Convective motions in the scrape-off layer of magnetically confined plasmas

Magnetic confinement devices utilize magnetic fields to confine hot plasma with the aim of generating thermonuclear fusion. At the plasma edge, in the so-called scrape-off layer (SOL), turbulent motions are responsible for transporting plasma from the core confinement region towards the material surfaces. It has been universally observed that SOL turbulence is characterised by large, intermittent fluctuations, often called filaments or blobs, which dominate the particle transport and enhance the plasma interaction with the surrounding material boundaries. This is problematic as plasma-wall interaction can potentially damage plasma-facing components and shorten the life-time of the device. A full understanding of filament dynamics is therefore essential for the successful operation of future fusion experiments and reactors.

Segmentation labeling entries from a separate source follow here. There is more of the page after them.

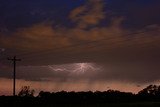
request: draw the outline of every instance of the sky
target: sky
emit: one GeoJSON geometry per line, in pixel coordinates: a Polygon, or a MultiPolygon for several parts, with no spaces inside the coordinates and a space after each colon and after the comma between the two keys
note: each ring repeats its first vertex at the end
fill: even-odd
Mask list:
{"type": "Polygon", "coordinates": [[[1,0],[0,95],[138,92],[160,78],[159,0],[1,0]]]}

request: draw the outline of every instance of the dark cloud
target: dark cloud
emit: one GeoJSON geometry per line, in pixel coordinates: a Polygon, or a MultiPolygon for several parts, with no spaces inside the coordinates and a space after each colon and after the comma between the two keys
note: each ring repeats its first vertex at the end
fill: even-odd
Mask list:
{"type": "MultiPolygon", "coordinates": [[[[125,15],[113,15],[111,18],[104,10],[103,0],[88,0],[86,4],[76,7],[68,14],[67,19],[74,24],[74,27],[55,26],[52,21],[32,23],[27,27],[16,28],[10,34],[1,32],[0,46],[5,49],[6,55],[18,54],[18,57],[22,58],[18,63],[20,66],[17,78],[19,79],[56,82],[156,81],[159,79],[160,70],[158,67],[160,27],[158,22],[150,23],[149,20],[153,20],[150,17],[158,17],[155,14],[159,8],[154,9],[148,4],[145,4],[144,8],[142,3],[137,1],[134,5],[140,3],[138,8],[129,6],[133,2],[123,0],[121,4],[123,3],[126,3],[128,14],[131,12],[130,14],[135,15],[135,18],[125,15]],[[144,13],[146,9],[151,8],[154,9],[155,14],[153,11],[151,16],[144,13]],[[145,17],[149,19],[143,20],[145,17]],[[110,24],[100,26],[104,20],[110,20],[110,24]],[[128,20],[132,20],[132,23],[128,20]],[[137,26],[143,25],[143,27],[133,25],[139,21],[142,23],[137,26]],[[123,23],[134,26],[136,33],[124,29],[123,23]],[[95,63],[94,67],[100,66],[100,69],[94,71],[87,69],[84,74],[78,75],[73,73],[74,64],[83,62],[95,63]],[[54,68],[58,66],[59,70],[51,70],[48,65],[54,68]]],[[[43,13],[38,8],[31,14],[48,13],[43,13]]],[[[2,69],[1,74],[1,77],[9,78],[10,69],[2,69]]]]}

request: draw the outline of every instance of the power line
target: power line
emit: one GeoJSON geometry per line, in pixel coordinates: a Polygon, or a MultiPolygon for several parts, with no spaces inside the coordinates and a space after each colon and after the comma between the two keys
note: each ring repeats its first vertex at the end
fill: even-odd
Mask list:
{"type": "Polygon", "coordinates": [[[21,61],[21,59],[17,59],[16,56],[13,58],[8,58],[8,60],[13,62],[13,96],[16,95],[16,62],[21,61]]]}

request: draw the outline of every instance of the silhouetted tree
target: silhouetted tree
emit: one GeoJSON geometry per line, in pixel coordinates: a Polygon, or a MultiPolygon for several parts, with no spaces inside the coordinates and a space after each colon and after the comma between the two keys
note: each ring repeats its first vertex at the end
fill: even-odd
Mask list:
{"type": "Polygon", "coordinates": [[[20,97],[33,97],[35,91],[30,86],[23,86],[18,94],[20,97]]]}

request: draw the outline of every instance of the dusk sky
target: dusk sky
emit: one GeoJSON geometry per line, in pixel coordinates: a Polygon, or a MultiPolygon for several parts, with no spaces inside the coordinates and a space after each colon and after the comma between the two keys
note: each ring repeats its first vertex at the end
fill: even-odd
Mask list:
{"type": "Polygon", "coordinates": [[[0,95],[138,92],[160,83],[160,0],[0,0],[0,95]]]}

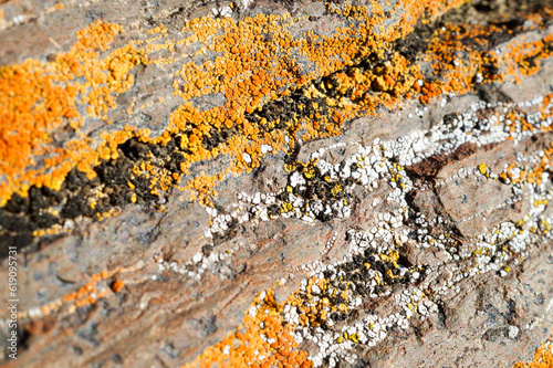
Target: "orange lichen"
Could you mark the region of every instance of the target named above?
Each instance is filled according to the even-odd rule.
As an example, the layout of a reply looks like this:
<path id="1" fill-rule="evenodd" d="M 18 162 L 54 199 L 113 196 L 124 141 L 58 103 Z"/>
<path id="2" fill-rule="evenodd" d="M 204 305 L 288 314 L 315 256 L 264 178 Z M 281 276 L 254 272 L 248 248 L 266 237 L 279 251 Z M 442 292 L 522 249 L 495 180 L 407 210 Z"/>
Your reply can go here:
<path id="1" fill-rule="evenodd" d="M 258 294 L 234 333 L 182 367 L 312 367 L 307 353 L 296 349 L 295 326 L 284 322 L 283 307 L 272 290 Z"/>
<path id="2" fill-rule="evenodd" d="M 136 266 L 128 267 L 118 267 L 114 270 L 104 270 L 100 273 L 93 274 L 90 276 L 88 283 L 81 286 L 79 290 L 71 292 L 64 295 L 62 298 L 50 302 L 49 304 L 44 304 L 39 307 L 42 313 L 42 316 L 46 316 L 51 313 L 55 313 L 60 311 L 62 307 L 65 307 L 69 313 L 75 312 L 76 308 L 95 304 L 103 297 L 106 297 L 113 293 L 118 293 L 123 290 L 125 285 L 123 281 L 116 280 L 111 287 L 100 287 L 98 283 L 102 281 L 107 281 L 112 278 L 116 274 L 125 274 L 129 272 L 136 271 Z M 27 312 L 18 312 L 19 318 L 28 318 L 30 316 L 30 311 Z"/>
<path id="3" fill-rule="evenodd" d="M 83 103 L 92 116 L 105 118 L 116 107 L 114 96 L 133 85 L 129 71 L 144 56 L 132 44 L 100 59 L 121 31 L 96 22 L 77 32 L 73 48 L 54 61 L 0 66 L 0 206 L 14 192 L 27 196 L 31 186 L 59 190 L 75 166 L 93 175 L 98 156 L 86 138 L 56 147 L 52 135 L 75 135 Z"/>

The dominant mechanism behind the generation of turbulent motions at the plasma edge is thought to be the interchange instability, due to pressure gradients and magnetic field curvature. In this thesis we study a two-dimensional interchange model based on the Braginskii fluid equations, in an effort to shed light on the fundamental properties of the onset of instability. We study interchange dynamics in two different settings: first, we restrict our attention solely to the dynamics in the SOL; next, we extend our considerations to the coupled interaction between the core plasma and the SOL. In both cases we characterise the onset of instability and perform an extensive analysis to describe how the behaviour of the system varies as a function of plasma parameters.